I would fall all over myself to have Maggie Smith as Lady Catherine. Harriet Walter would also be great.
5) What is the one-sentence synopsis of your book?
Ember the chubby, freckled, orphaned, and impoverished Duchess of Mellyn, finds a friend in Prince Rian during the year of balls celebrating the prince's coming of age, but at midnight of every ball a mysterious and beautiful woman appears to dance with the prince--and as the year progresses, Prince Rian begins to fall ill.
6) Will your book be self-published or represented by an agency?
Once it's done, I'll send it to agents.
7) How long did it take you to write the first draft of the manuscript?

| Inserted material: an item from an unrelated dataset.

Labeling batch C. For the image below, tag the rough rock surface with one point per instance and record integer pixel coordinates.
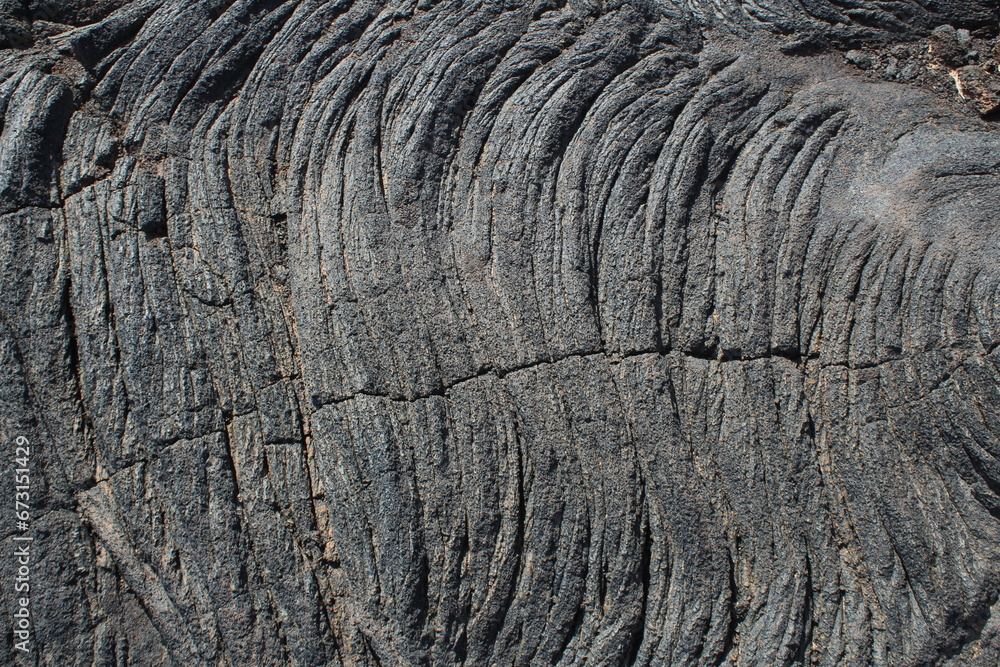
(499, 333)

It's in progress--I just finished using NaNoWriMo to get the first 50K, but I'm only a third of the way through my outline. I estimate that the first draft will be 120K, and that the final draft will end up between 80 and 90K. If I stick to my scheduled goals, it will be a total of about three months.
8) What other books would you compare this story to within your genre?
I would compare it to books like Spindle's End by Robin McKinley, Entwined by Heather Dixon, and Sorcery and Cecilia by Patricia Wrede and Caroline Stevermere. I hope, anyway.
9) Who or what inspired you to write this book?
See above--after my ruminations about the article had been going on for a few days, I started thinking about Cinderella stories in popular media, about how girls are taught to wish for/expect a moment in their lives where everyone around them sees them as beautiful, that post-make-over moment when everyone realizes how beautiful they've been all along. Even in movies that are otherwise empowering for girls, in which the girl ultimately wins by being intelligent, or by being true to herself, once she's been made-over she stays made-over, and we're left with the impression that it makes her happier to be pretty in a socially acceptable way. And I think being recognized as beautiful is something that, for girls, is associated with being successful, and we look for that moment in our lives, even though most people will never have it. No matter how often we tell girls that their value isn't in how they look, girls are fed stories about characters who go unnoticed, then get a make-over of some kind and suddenly everyone sees how beautiful they’ve been all along, etc., and once everyone sees them as beautiful THEN they get their dreams, and what does that teach us?
SO I was thinking about all of that, and that led to thinking about how deeply problematic the Cinderella story is, even in its 'empowering' variations, and I started coming up with an idea for a story that would subvert Cinderella. I wanted a Cinderella story with a heroine who dealt with not being conventionally pretty, and who didn't turn pretty. I decided that I wanted a story about love that came out of a friendship rather than 'at first sight'. I realized I'd never read a book about a heroine with lots of freckles--it was always 'a light dusting across the nose', so I gave my heroine full body freckles. I wanted a Cinderella story that didn't villainize female relationships, so I made one of the stepsisters my heroine's best friend, and fleshed out the motivations of the other stepsister and stepmother.
10) What else about the book might pique the reader's interest?
There's shoe magic. This is legit folklore.